I’ve seen a couple of posts (of course they were chock full of AI slop images) on LinkedIn in the last couple of weeks, talking about how challenging it is to implement Kubernetes. In the most recent post I saw, it stated that “it took 5 months for our CEO to implement Kubernetes for our app”, to which I would ask, why the hell is your CEO configuring your clusters. I designed, and implemented the Kubernetes infrastructure on my current project, and I’ve worked on for a while, so of course, I felt the need to share my opinions on the matter.

If you are trying to build bare metal Kubernetes (are you also compiling your own Linux?), it is probably pretty difficult. If you are like the rest of the word, just use your preferred cloud providers Kubernetes distribution (Azure Kubernetes Service or the Elastic Kubernetes Service on AWS) and run with that. Even if you suck at AWS security like I do, you can get this up and running in a couple of hours. I’d even say you could run it on-prem on VMware, but Broadcom threatened me with a lawsuit for saying that without a license. After that, you really don’t have to think about Kubernetes that much other than deploying containers to run as pods.

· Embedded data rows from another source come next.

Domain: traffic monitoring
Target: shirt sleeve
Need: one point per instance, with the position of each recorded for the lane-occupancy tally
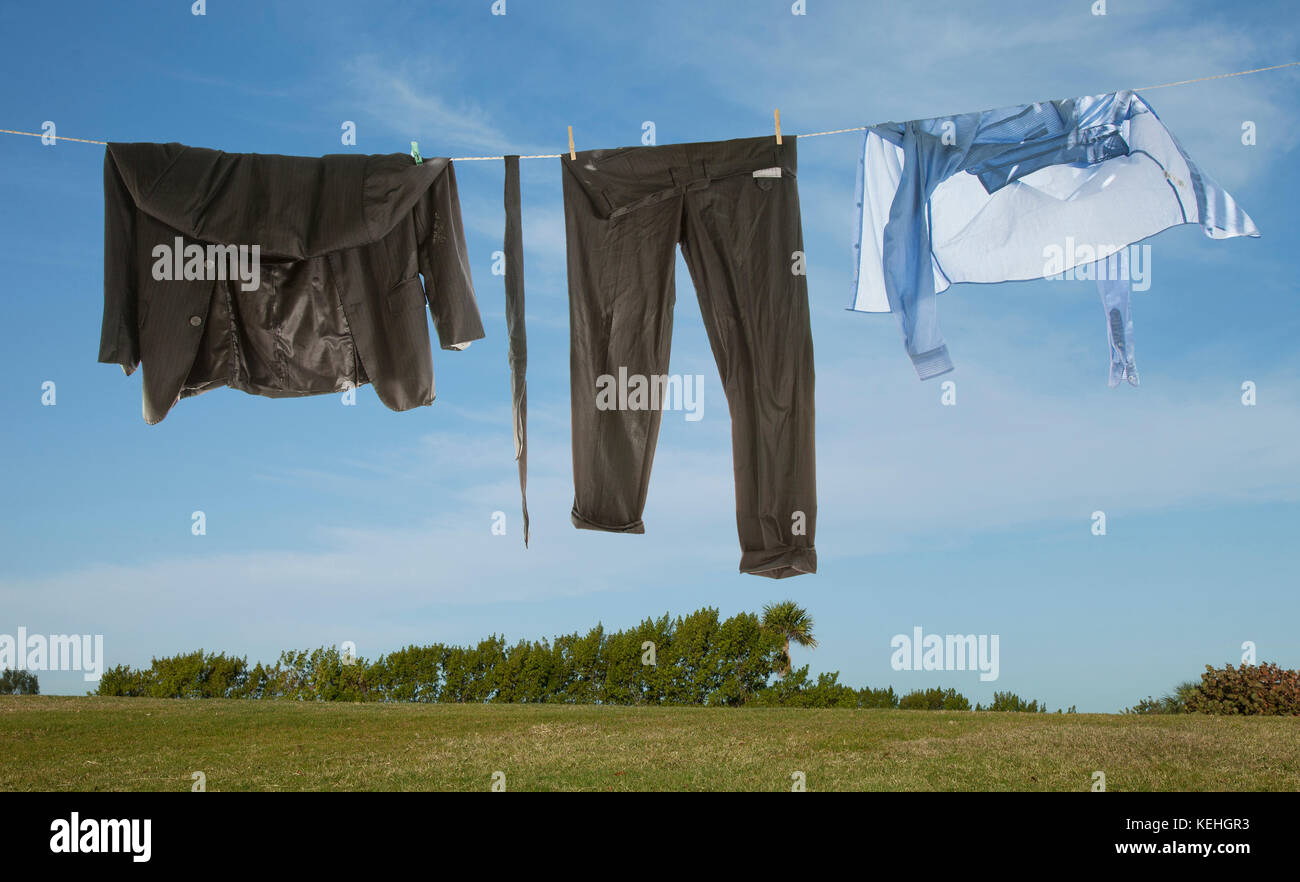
(118, 342)
(445, 264)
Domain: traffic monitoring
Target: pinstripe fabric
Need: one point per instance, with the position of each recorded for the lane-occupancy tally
(337, 298)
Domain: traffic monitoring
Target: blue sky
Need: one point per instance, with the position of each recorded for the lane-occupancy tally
(330, 523)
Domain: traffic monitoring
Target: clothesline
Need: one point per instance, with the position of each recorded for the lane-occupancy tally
(811, 134)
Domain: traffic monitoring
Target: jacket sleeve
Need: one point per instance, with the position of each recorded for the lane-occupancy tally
(118, 342)
(445, 264)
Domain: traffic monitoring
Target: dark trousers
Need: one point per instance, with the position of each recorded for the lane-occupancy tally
(625, 211)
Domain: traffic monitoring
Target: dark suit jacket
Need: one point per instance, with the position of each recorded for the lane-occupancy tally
(343, 241)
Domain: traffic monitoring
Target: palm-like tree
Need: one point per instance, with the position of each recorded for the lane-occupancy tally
(793, 625)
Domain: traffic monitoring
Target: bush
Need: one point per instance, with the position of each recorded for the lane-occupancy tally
(1174, 703)
(935, 699)
(1012, 703)
(1265, 690)
(18, 682)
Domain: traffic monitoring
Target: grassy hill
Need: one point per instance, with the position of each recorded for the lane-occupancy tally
(91, 743)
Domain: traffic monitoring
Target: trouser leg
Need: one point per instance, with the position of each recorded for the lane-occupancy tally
(620, 275)
(742, 243)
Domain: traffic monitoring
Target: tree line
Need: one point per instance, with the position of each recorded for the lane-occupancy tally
(690, 660)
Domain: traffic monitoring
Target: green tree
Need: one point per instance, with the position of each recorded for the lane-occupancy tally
(18, 682)
(792, 623)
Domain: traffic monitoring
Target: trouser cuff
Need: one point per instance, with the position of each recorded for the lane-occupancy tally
(779, 562)
(586, 523)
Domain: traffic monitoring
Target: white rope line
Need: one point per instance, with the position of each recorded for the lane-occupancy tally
(811, 134)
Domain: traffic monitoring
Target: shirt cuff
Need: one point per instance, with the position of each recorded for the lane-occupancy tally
(932, 363)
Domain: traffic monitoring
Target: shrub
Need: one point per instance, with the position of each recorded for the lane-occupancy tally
(18, 682)
(1012, 703)
(935, 699)
(1247, 690)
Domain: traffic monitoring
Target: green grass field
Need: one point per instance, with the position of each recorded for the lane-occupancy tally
(90, 743)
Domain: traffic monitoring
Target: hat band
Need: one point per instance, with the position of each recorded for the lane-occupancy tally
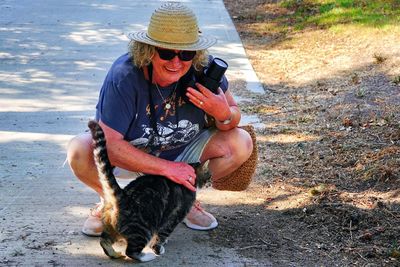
(172, 38)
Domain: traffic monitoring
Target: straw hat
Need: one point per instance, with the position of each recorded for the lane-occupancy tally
(173, 26)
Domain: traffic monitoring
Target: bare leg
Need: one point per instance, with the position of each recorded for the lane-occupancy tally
(227, 150)
(80, 158)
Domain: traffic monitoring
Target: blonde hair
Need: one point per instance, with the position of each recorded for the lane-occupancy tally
(143, 53)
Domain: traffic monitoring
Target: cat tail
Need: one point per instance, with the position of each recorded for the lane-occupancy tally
(111, 189)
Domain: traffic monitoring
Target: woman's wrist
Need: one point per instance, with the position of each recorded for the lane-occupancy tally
(227, 121)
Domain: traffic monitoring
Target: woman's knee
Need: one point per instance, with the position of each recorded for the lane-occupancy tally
(241, 145)
(80, 152)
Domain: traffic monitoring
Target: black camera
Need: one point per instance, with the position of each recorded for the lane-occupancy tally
(213, 75)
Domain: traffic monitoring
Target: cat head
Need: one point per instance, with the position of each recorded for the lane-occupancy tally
(203, 175)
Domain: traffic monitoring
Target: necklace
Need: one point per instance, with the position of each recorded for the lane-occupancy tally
(167, 103)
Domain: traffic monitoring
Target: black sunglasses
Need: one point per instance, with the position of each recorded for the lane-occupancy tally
(166, 54)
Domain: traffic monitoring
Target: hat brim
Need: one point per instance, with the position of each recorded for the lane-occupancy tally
(204, 42)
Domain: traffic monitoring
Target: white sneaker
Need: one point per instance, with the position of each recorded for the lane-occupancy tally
(199, 219)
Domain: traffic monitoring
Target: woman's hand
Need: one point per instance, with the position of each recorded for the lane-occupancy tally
(182, 173)
(215, 105)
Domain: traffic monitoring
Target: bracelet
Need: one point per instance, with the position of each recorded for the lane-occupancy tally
(227, 121)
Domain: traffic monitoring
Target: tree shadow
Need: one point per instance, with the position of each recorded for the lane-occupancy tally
(328, 234)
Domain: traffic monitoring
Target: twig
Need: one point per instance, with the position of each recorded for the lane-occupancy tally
(351, 233)
(362, 256)
(253, 246)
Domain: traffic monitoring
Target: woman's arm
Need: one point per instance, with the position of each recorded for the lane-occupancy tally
(222, 107)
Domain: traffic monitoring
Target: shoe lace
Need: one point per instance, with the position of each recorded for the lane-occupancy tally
(96, 211)
(198, 206)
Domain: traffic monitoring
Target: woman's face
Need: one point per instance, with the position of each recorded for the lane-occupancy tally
(166, 72)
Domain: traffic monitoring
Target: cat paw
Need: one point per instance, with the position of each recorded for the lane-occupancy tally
(144, 257)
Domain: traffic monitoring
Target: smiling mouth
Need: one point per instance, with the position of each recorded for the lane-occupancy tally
(171, 70)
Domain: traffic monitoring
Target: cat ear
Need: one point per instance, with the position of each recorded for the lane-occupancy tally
(195, 164)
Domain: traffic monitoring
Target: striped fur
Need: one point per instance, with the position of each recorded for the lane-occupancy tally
(144, 213)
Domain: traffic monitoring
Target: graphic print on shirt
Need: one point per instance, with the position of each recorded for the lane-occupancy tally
(168, 137)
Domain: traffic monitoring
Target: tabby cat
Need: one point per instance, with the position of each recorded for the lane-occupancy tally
(144, 213)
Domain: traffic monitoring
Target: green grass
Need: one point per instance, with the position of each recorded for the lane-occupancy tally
(329, 13)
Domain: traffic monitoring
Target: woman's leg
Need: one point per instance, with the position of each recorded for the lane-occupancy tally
(227, 151)
(80, 159)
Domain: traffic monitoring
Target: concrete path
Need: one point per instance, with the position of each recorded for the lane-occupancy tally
(53, 58)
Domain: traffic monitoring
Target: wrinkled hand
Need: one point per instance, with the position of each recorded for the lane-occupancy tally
(214, 105)
(182, 173)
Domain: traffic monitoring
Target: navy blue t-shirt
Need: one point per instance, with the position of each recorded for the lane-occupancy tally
(124, 106)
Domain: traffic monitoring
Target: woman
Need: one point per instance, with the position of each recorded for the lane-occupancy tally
(154, 122)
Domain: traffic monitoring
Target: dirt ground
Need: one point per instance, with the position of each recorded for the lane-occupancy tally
(327, 187)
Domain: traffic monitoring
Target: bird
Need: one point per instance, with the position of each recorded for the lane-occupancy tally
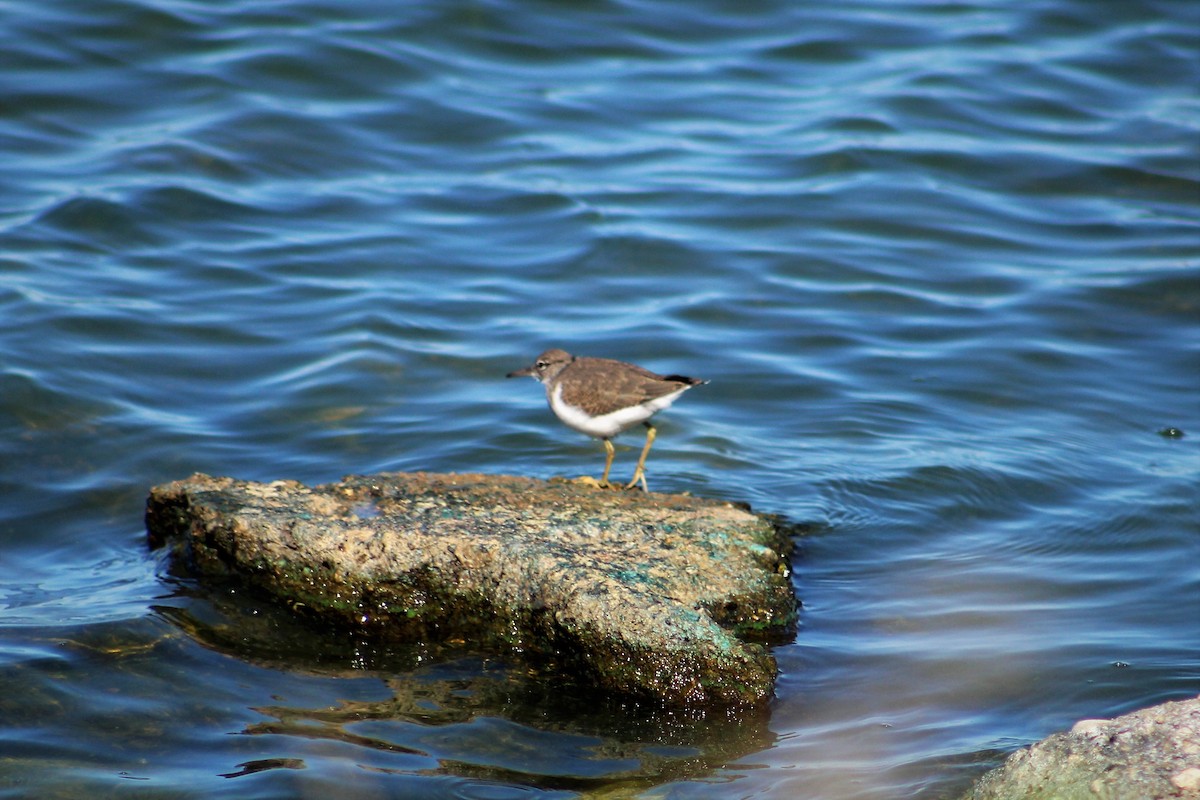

Yes, this does mean your developers have to learn YAML (or ask an LLM to make it for them), which they should already know, understand how containers works (which I hope they do already), and learn a few organizing things about security and labeling in K8s. But after that Kubernetes handles auto-scaling (especially if you checked the auto-scale box in your cloud provider), does a lot of heavy lifting for networking in your microservices app, and provides a pretty good level of high availability.

Kubernetes has about the same level of complexity as your average cloud deployment, and the infrastructure as code scenarios are far simpler. If you just think of it as VMware, but for containers, and roll with changes, you’ll have a good time and gain a lot of functionality for a bit of work.